A cache miss triggers a live query to the backend, then writes the result back into the appropriate cache table before returning. The first time you expand a schema in the sidebar, AMX fetches the table list live and caches it; the next expand is instant.

sync_profile_skeleton (triggered by "Sync now" / "Sync all" / /db cache-refresh) does a proactive full walk of the profile and warms all three tables in one pass.

Serve

Cache rows are served directly with no TTL check on the hot path — a present row is returned immediately. Staleness is surfaced through the freshness pill in the top bar and the Profile freshness section on the Catalog cache page, but it does not block reads.

Invalidate

Rows are invalidated (deleted or overwritten) in four situations:

  1. COMMENT write — when /annotate, /sync, or the Pending review apply a comment change, the affected column_comments_cache row is invalidated so the next read fetches the fresh value.
  2. Manual clear — the per-row Clear button or cache-clear CLI wipes the selected (profile, database) slice. The rows are deleted; the next sidebar expand repopulates lazily.
  3. Syncsync_profile_skeleton overwrites every row for the profile unconditionally, so it both invalidates and re-populates in one step.
  4. Scope refreshPOST /api/catalog/refresh (the Sync scope dialog) invalidates and re-populates the subset you picked.

Scheduled refreshes

A scheduled_runs row with kind='cache_refresh' fires cache_refresh_executor at the scheduled time instead of the LLM analysis path.

One-shot vs recurring

  • One-shotcron_expr is NULL; the schedule fires once and moves to completed.
  • Recurringcron_expr holds a standard 5-field cron expression (e.g. 0 */6 * * * for every 6 hours). After every fire — success or failure — arm_next_fire() computes the next occurrence via croniter and resets the row to status='pending' with a fresh fire_at_utc. The schedule never terminates on its own.

Re-arm behavior

_try_rearm_recurring() is called in both the success and failure paths of the worker, before the terminal status is written. This means a transient connection error does not stop future refreshes; the schedule simply re-arms and tries again at the next cron tick.

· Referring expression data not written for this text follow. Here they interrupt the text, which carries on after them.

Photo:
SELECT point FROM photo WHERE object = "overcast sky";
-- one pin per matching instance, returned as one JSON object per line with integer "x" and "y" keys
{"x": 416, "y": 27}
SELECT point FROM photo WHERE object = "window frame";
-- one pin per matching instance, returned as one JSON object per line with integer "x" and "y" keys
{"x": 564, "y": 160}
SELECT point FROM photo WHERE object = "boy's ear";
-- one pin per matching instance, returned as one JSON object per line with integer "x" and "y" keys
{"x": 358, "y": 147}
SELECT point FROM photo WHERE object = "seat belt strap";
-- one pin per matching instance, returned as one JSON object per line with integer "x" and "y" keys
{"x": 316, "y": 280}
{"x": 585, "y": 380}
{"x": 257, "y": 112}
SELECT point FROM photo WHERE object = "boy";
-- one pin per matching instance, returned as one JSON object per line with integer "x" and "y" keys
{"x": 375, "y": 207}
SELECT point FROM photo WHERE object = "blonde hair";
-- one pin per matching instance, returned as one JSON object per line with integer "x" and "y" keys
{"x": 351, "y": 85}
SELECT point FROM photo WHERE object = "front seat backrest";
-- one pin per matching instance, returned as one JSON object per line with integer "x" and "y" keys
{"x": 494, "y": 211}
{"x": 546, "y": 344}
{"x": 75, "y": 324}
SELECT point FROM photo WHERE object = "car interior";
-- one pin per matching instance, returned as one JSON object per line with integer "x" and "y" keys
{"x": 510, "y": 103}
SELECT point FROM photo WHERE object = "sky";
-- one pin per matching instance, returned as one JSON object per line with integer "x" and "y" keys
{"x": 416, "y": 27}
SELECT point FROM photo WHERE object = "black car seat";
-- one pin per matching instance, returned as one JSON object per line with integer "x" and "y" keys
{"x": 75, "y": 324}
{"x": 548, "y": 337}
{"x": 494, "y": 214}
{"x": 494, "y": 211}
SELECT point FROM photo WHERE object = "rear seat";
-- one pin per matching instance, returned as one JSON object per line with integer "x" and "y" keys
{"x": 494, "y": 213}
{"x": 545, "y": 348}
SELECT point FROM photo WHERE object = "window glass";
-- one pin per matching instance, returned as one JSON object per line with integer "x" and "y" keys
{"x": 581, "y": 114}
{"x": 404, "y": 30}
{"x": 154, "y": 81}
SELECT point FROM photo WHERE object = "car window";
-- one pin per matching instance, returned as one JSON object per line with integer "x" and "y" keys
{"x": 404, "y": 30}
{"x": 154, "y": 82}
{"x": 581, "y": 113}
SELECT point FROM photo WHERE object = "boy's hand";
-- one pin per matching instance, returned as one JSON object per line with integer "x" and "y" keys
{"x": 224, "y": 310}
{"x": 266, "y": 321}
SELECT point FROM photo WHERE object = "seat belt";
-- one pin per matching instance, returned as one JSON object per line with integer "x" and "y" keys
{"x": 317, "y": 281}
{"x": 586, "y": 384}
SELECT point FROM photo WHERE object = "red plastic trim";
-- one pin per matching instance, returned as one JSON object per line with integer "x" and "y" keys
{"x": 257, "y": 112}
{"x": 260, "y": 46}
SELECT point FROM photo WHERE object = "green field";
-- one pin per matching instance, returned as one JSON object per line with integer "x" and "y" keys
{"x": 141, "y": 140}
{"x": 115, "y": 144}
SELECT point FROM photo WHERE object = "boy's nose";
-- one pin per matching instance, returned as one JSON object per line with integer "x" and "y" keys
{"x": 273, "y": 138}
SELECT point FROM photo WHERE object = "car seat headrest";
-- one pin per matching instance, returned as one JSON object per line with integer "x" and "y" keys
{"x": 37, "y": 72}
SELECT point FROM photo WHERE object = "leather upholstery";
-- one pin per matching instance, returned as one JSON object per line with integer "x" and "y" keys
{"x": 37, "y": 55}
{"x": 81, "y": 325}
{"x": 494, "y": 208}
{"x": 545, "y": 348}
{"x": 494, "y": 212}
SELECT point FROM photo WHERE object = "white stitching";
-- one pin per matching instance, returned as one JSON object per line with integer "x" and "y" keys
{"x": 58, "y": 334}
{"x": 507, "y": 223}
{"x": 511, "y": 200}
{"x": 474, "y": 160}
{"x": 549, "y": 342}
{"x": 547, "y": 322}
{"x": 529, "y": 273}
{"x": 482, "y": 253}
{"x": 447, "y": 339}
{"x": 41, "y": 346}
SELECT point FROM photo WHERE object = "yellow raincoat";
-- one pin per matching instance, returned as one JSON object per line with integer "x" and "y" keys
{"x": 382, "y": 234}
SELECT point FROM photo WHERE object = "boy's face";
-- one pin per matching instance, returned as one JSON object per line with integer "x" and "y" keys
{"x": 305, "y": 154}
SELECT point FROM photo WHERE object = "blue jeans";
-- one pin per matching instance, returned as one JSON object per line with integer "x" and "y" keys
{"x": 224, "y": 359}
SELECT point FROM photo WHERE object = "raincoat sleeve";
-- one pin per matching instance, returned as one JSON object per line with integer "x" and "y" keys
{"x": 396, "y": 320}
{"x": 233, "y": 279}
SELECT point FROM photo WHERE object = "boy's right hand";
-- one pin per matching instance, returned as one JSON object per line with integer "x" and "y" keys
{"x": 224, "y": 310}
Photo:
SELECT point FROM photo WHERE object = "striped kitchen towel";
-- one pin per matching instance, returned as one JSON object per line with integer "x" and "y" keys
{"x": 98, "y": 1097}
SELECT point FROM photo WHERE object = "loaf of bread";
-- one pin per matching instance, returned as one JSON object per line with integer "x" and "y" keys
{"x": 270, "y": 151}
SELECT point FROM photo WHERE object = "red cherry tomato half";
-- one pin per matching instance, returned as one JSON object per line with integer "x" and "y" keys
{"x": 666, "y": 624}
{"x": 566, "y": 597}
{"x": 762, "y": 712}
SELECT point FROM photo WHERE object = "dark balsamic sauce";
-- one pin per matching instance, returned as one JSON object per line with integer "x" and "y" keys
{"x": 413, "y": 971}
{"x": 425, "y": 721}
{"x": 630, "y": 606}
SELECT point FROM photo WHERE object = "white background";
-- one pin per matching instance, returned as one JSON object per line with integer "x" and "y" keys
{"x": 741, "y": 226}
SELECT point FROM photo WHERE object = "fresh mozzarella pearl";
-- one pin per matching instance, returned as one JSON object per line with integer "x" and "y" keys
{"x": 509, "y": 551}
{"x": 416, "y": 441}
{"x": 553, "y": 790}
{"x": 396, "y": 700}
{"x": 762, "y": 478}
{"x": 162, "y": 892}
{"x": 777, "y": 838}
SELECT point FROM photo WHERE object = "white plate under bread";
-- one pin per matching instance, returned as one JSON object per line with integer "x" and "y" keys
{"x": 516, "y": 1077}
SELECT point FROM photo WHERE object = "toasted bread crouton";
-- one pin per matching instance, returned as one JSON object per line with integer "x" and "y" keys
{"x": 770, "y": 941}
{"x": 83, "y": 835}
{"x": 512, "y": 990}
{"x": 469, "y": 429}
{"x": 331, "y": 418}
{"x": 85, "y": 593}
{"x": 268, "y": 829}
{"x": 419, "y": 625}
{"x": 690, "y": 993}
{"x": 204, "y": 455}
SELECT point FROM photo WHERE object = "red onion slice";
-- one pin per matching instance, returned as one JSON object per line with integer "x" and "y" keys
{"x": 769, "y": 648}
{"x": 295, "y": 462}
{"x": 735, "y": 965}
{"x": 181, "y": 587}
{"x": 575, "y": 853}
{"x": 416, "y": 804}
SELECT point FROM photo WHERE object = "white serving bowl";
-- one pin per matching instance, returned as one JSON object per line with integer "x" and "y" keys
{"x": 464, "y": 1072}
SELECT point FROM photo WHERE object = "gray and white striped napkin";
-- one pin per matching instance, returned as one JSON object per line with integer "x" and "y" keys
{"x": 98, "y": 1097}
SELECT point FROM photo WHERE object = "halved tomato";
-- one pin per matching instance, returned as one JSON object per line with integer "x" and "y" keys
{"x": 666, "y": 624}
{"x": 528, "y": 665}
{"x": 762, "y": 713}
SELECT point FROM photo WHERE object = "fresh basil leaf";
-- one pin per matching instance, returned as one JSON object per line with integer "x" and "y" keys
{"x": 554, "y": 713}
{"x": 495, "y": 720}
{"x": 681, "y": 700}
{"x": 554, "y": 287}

Recurring cache refresh schedules are intentionally excluded from the sweeper that skips profiles with active schedules — the sweeper's role is TTL cleanup, which is independent of scheduled refresh.

Scope payload

The executor reads scope_json from the payload:

mode value What runs
"all" (default) Full sync_profile_skeleton for the profile
"schemas" Invalidate + re-fetch schema list only
"tables" Invalidate + re-fetch table list for each named schema
"columns" Invalidate + re-fetch column comments for each named table

See also

  • Catalog cache page — the Studio surface for all cache operations.
  • Schedules — the LLM-driven analyze schedule page (separate from cache refresh).